Il regista spagnolo scrive la sceneggiatura de La settima Musa a partire dal romanzo La dama numero tredici di José Carlos Somoza, stravolgendone la storia e riducendo le Muse a sette, ognuna con la sua specialità: mentire, punire, creare il destino degli uomini, dare l’amore; esse attraversano il tempo e lo spazio, nascoste alla vista di tutti. Solomon si trova così in un tourbillon di eventi misteriosi che lo porteranno a scoprire una crudele verità su se stesso e sul mondo che lo circonda, arrivando a sacrificare tutto ciò che ama per salvarsi.
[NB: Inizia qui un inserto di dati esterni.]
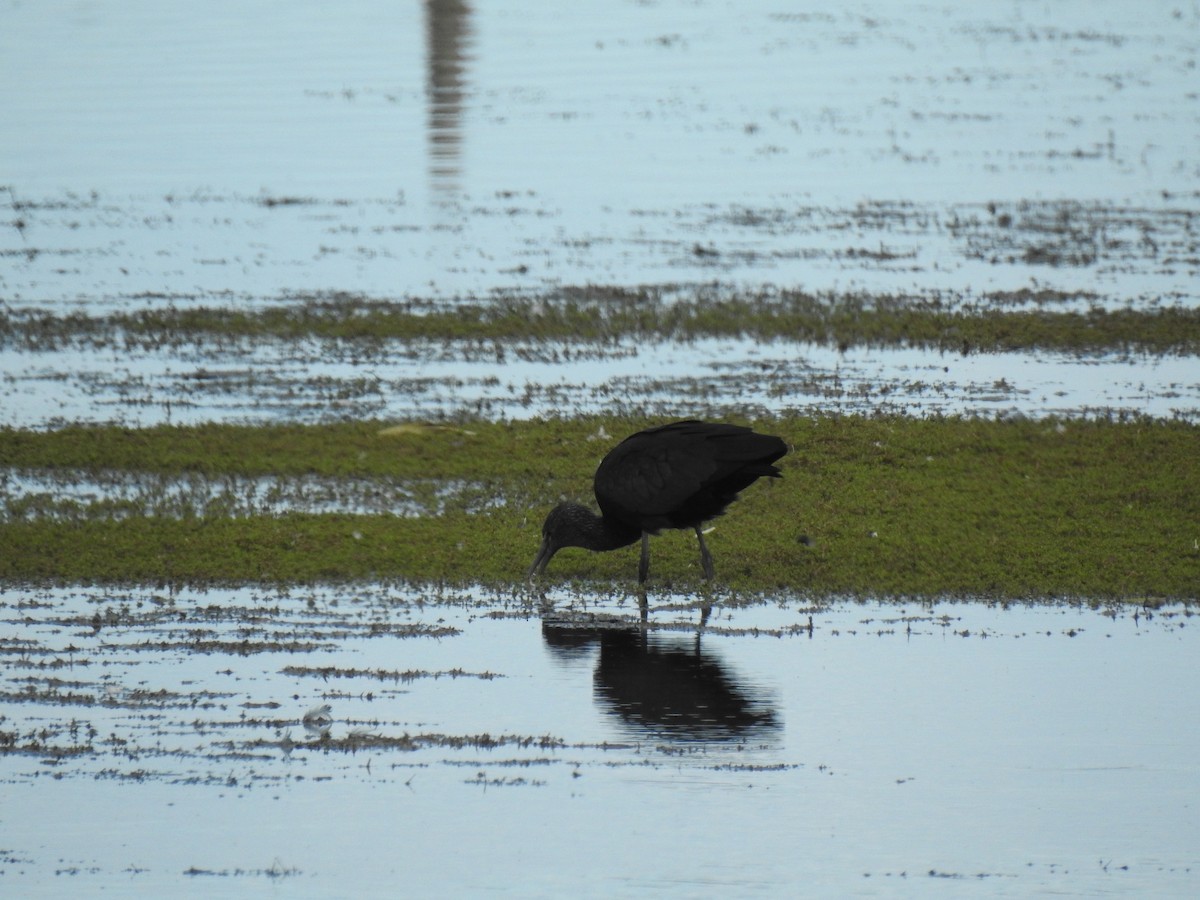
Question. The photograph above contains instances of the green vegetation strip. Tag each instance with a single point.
(603, 315)
(868, 507)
Jaume Balaguerò, famoso per la serie horror Rec, scritta e diretta insieme a Paco Plaza, con La settima Musa ritorna alle atmosfere delle sue prime opere, come Nameless – Entità nascosta (1999), Darkness (2002) e Fragile – A Ghost Story (2005), dove la composizione scenica essenziale, le atmosfere lugubri, l’utilizzo di una fotografia in cui i colori scuri e desaturati erano elementi essenziali alla formulazione visiva della suspense di narrazioni di fantasmi del passato, di riti esoterici e del tema dell’affermazione del Male. Il cinema del giovane regista ha il suo punto debole nelle sceneggiature, non sempre scritte in modo organico, e La settima Musa non fa eccezione: risulta alquanto macchinosa e piena di buchi la storia delle Muse che appaiono e scompaiono senza un vero perché, concentrando il tutto sul dramma personale di Solomon e della sua ricerca di una verità. Ma se la sceneggiatura è molto confusionaria, in questo ultimo film Jaume Balagueró riesce a sfruttare al meglio le atmosfere grigie e piovose delle città irlandesi e a creare una certa bellezza ipnotica nella costruzione della messa in scena e nella composizione delle inquadrature, senza cadere mai nello splatter fine a se stesso.
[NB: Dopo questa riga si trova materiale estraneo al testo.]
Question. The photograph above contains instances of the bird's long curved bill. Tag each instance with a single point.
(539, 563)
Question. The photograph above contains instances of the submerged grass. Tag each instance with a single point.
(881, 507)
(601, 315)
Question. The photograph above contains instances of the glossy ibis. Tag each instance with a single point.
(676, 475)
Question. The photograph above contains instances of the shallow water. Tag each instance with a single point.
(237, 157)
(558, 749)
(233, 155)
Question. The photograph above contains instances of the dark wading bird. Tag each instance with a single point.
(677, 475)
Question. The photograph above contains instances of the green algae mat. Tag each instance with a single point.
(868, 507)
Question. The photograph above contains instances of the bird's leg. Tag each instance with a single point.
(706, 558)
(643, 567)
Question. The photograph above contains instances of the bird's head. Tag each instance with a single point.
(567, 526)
La settima Musa risulta così un film non completamente riuscito, ma sufficientemente fascinoso nelle atmosfere da horror classico e con un tema profondo tutto sommato interessante: meglio un mondo con la poesia – che crea dolore e passione, amore e odio, felicità e tristezza – che uno in cui la poesia è morta, perché la sua assenza finale (rappresentata con l’ultima inquadratura) porta a una realtà forse pacificata, ma piatta e anonima.